Papst und Rajoy sprechen über die Wirtschaftskrise in Spanien

Gestern Vormittag empfing der Heilige Vater den spanischen Premierminister in Audienz

Vatikanstadt, (ZENIT.org) | 388 klicks

Die Wirtschafts- und Beschäftigungskrise bildete eines der Kernthemen der Begegnung zwischen Papst Franziskus und dem spanischen Ministerpräsidenten Mariano Rajoy Brey, die am Vormittag des 15. April 2013 im apostolischen Palast des Vatikans stattfand.

Anschließend traf das spanische Regierungsoberhaupt mit Kardinalstaatssekretär Tarcisio Bertone und dem Sekretär für die Beziehungen mit den Staaten, Msgr. Dominique Mamberti, zusammen.

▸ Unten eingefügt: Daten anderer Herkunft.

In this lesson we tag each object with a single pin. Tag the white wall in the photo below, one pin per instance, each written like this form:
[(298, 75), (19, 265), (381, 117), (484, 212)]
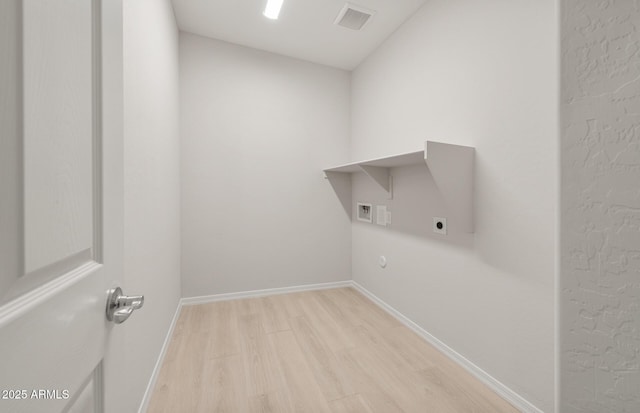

In einer Presseaussendung des Heiligen Stuhls wurde folgendermaßen darüber berichtet: „In einer von Herzlichkeit geprägten Atmosphäre ermöglichten die Gespräche einen Meinungsaustauch über die für Spanien, ebenso wie für andere europäische Länder, schwierige globale Wirtschafts- und Finanzlage. Diese hat eine schwerwiegende Beschäftigungskrise hervorgebracht und belastet viele Familien und vor allem junge Menschen.“

Vor dem Hintergrund dieser Krise wurde die „Nähe der Kirche“ bekundet und die von der Caritas gemeinsam mit weiteren karitativen kirchlichen Vereinigungen zugunsten der Bedürftigsten vollbrachte „bemerkenswerte Arbeit“ zur Kenntnis genommen.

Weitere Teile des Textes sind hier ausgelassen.